Photo by Mona Mirpour
To the right of the stairs that descend to the second floor of Coates Library is First-Year Experience (FYE) librarian and associate professor Anne Graf’s office. The atmosphere outside her room is lively as students walk by with friends on their way to study or sit on the couches and chat. Graf’s office is easy to walk past, but it also seems to absorb the distinct energy that from radiates a few feet from its walls.
Graf has been a librarian at Trinity for the past nine years and has a variety of responsibilities. Some of her roles in the library include supporting students with research assignments, working with first-year students in FYEs, coordinating the summer reading assignment and advising first-year students. Graf works with multiple departments and programs, including Education, English, Government, Healthcare Administration, Sports Management and Women’s and Gender Studies.
Typically, Graf walks into her office at 8:30 a.m. every morning after she drops her son off at daycare. She then looks at the list she made the day before detailing the tasks that she needs to complete.
Graf usually checks her emails to see if there is something that takes a higher priority than the tasks she’s written out in her notebook. Graf devotes a lot of time every day to emailing back and forth with both students and colleagues about research and finding resources.
“I like it when students or faculty email and ask me about something that they are working on, just because I am a curious person and I like to know what people are interested in and help them,” Graf said.
Graf usually eats lunch at Starbucks and reads the San Antonio Express-News. Then, if she is teaching classes in the library that week, she’ll prepare for those and make sure her lesson plans are finalized.
“So it’s sort of a combination of meetings, preparing a class, teaching a class and then email in between,” Graf said. “Because of my office being here, I have a lot of just drop-in type questions and requests, and I like that, too.”
Graf’s days also vary. On one particular day, Graf had planned to work and explore some materials with a creative nonfiction class in the Special Collections, but Special Collections librarian was out with her sick child. Graf had to think fast and come up with a new lesson plan for the day.
Hannah Bortz, a senior psychology major, was in that Friday special collections class.
“[Graf] told us a little bit about Special Collections before, and she was really helpful in guiding us around the artifacts and how to handle them and what their meanings were. She was very engaging and seemed very knowledgeable about everything there,” Bortz said.
On the same day, Graf also helped Kirsten Timco, a senior English major, with a research project for David Rando’s Animal Studies and Modern Fiction English class. Timco has been seeing Graf since her first year and has used her as a resource for HUMA, postmodernism and medieval English classes.
Timco encourages students to go to liaison librarians because of the unique insights they can provide into sources for research.

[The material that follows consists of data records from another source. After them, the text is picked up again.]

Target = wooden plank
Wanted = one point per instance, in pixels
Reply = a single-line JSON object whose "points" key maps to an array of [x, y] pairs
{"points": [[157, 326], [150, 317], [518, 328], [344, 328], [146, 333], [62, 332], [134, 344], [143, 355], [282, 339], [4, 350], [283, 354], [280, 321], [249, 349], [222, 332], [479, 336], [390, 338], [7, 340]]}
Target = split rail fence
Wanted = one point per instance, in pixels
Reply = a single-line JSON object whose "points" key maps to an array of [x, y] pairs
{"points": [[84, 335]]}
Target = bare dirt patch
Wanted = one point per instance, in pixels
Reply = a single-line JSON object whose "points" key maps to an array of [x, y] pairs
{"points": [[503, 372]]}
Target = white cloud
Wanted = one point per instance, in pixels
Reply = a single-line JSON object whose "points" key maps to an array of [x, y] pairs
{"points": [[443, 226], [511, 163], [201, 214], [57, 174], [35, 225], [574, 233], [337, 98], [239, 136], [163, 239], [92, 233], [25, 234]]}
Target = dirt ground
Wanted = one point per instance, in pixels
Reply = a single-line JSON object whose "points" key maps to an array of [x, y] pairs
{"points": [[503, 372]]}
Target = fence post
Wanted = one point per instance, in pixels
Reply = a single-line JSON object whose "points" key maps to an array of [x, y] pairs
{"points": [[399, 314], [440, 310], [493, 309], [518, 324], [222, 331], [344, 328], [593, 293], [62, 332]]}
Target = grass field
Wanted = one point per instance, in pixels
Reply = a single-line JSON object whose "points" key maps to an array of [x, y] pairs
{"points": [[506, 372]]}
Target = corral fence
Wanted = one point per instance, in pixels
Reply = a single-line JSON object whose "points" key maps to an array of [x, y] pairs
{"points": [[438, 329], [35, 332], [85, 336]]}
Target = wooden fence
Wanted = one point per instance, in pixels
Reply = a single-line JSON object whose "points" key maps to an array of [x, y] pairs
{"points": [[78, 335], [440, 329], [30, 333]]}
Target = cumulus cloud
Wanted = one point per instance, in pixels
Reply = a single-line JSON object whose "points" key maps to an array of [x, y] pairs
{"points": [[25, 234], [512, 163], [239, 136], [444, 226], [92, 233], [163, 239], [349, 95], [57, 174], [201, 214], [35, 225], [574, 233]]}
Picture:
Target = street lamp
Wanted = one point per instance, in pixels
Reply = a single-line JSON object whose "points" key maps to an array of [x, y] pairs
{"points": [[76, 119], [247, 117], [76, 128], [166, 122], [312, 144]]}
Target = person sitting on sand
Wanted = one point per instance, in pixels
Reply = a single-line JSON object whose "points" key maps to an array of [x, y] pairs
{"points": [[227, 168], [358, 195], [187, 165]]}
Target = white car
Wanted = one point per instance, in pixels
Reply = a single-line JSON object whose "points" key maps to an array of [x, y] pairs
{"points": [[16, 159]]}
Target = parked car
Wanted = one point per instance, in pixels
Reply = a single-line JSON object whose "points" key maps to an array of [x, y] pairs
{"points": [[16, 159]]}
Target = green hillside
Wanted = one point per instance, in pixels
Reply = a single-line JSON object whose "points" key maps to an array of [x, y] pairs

“I don’t think a lot of people take advantage of liaison librarians, and I’ve only used them for English, but if there is a research component to any type of project, go to them. They make it so much easier,” Timco said.
Graf also spends a lot of time looking for resources that would be useful to students and faculty in their research and tries to make sure that Trinity is up-to-date with their materials. Graf runs the library’s marketing and outreach team to help students and faculty know what the library offers, and she helps coordinate the library tour for the new student orientation.
“I have such disparate departments that I work with, so I work with healthcare, but also English, sports management and first-years, so that gives me a pretty wide sense of different projects that people are engaged in,” Graf said.
But Graf’s favorite part of her job is interacting and talking to students. She reflected that even though helping can be difficult, it is also fun.
“I really love teaching and interacting with students,” Graf said. “Whether it’s one-on-one in a small group like this or in a class. Weirdly enough, I like the challenge of the library class because most people are not going into it thinking that it’s going to be fun or interesting. I like the challenge of how to make that really relevant and engaging.”